Urinetown; an odd play to love


Ruby Kloh

A Picture Of The Cover Of The Program For Urinetown

Ruby Kloh, Reporter

Urinetown, what a musical! Within the first act you have fun songs and dances performed by our own highland students. Each song has so much meaning, just like the play. The musical goes deep into society, and our own personal views and thoughts on what is right. On one hand it talks about how one works for someone else’s dreams. How we pay someone else to live, for shelter, for food, for water.

There is a bit of a debate in the musical. To do what’s right to live, or to do what’s right to be happy. Is it happiness to be alive, and have one’s heart beating, or to do what one wants to. These aspects are represented in the right to pee, and in the drought. In the musical there has been quite the drought, and in order to preserve water you have to pay to use the restroom. In other words, “It’s a Privilege to Pee” as one of the songs goes.

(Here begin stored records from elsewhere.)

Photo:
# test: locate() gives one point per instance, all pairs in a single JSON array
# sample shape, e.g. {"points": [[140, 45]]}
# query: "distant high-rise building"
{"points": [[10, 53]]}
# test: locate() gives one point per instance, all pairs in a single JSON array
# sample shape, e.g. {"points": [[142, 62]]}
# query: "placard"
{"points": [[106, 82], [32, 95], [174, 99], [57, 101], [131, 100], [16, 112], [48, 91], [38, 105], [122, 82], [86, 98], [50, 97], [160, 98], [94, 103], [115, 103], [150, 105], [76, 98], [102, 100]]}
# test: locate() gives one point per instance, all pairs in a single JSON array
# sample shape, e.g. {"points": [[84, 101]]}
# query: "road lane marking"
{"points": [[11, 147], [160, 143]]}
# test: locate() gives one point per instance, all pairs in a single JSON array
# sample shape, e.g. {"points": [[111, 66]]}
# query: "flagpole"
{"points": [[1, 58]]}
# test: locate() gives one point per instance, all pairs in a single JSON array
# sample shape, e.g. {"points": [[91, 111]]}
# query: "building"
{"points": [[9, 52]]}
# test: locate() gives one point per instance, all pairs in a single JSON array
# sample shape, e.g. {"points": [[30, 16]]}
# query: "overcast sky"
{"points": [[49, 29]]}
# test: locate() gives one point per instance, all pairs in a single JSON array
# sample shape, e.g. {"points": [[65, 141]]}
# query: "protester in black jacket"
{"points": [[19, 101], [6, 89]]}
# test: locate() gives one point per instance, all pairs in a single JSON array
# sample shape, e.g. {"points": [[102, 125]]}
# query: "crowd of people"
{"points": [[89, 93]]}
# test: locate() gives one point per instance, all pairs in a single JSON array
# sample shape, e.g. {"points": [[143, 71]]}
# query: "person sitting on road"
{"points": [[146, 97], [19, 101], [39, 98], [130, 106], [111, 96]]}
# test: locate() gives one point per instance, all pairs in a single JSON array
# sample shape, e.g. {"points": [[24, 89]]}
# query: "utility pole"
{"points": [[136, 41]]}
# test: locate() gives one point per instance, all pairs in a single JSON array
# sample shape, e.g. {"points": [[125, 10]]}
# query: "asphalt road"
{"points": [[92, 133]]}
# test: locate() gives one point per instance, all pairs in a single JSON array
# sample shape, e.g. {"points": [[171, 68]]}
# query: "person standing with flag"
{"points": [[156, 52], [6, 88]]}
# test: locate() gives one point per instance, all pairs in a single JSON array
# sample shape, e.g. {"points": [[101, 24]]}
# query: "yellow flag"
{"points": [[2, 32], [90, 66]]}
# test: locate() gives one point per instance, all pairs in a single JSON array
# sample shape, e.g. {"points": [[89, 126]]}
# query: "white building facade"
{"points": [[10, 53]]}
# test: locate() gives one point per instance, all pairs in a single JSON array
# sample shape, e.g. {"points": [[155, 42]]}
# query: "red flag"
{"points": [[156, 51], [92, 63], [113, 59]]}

While you might say, why not just sneak it? It is illegal, if you are caught you get sent to the infamous Urinetown, of which you won’t know what it is until the final act, even though there are only two.

The hero of this story is Bobby Strong. When Bobby’s father can’t afford to use the restroom he goes right on the pavement, and is sent to Urinetown. Bobby is then conflicted on what he should do or should have done. He is them told be Hope Cladwell to follow his heart, and through song they fall in love. Hope is the daughter of Caldwell B Cladwell, the owner of Urine Good Company, which control the toilets. He sings a song about how if they want to live, another must go which you will learn more about. Bobby after being told by hope to follow his heart begins a revolution, and lets people use the restroom for free! Which once more is illegal.

To be surprise by its amazing ending see Urinetown Monday at seven-thirty in the evening, you will not be disappoint be the outcome. I loved, and I bet you will too!